Time For Battle Against Neuro Behcet's

September 1, 2021 I woke up feeling terrible. Body aches, throat ulcers, itching at my shingles scar, and I had hives. Most likely I had a fever as well. But I don't recall my temperature. 

I remember being surprised and baffled by how quickly the flare came on. I hadn't been sick like this since July 10, 2020. So almost a year. During the July flare I had colitis and required IV Fluids and prednisone. The prednisone must have done the trick. Because I don't recall the flare lasting excessively long. 
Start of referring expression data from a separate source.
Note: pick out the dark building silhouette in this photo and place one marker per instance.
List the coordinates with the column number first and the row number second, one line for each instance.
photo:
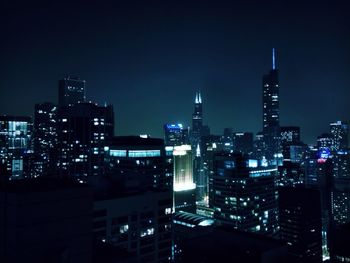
column 184, row 186
column 339, row 244
column 16, row 150
column 301, row 223
column 71, row 90
column 221, row 244
column 340, row 132
column 45, row 221
column 243, row 142
column 45, row 139
column 83, row 129
column 271, row 125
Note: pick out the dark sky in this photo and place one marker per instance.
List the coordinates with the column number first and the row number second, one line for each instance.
column 148, row 58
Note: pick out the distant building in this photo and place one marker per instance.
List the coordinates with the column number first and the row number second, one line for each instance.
column 83, row 129
column 174, row 134
column 301, row 223
column 15, row 147
column 184, row 186
column 340, row 132
column 271, row 126
column 197, row 122
column 137, row 163
column 243, row 142
column 45, row 138
column 339, row 244
column 71, row 90
column 340, row 195
column 45, row 221
column 244, row 195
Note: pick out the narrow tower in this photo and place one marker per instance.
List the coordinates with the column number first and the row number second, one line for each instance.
column 271, row 124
So, in September when I flared we had just moved into a new home and a new area. So my Rheumatologist and physician was in Southern CA and I was in the North. At that point, if I were in my right mind I should have called my Rheumi immediately and gotten prednisone. But I wasn't in my right mind. And Leif was only home half of the days of the week as he worked in San Francisco. And commuted home on his days off. With this flare I was instantly non functionally exhausted. Everything that was in progress was halted drastically. The fact that I returned the litter of puppies I was fostering shows the extent of my fatigue. 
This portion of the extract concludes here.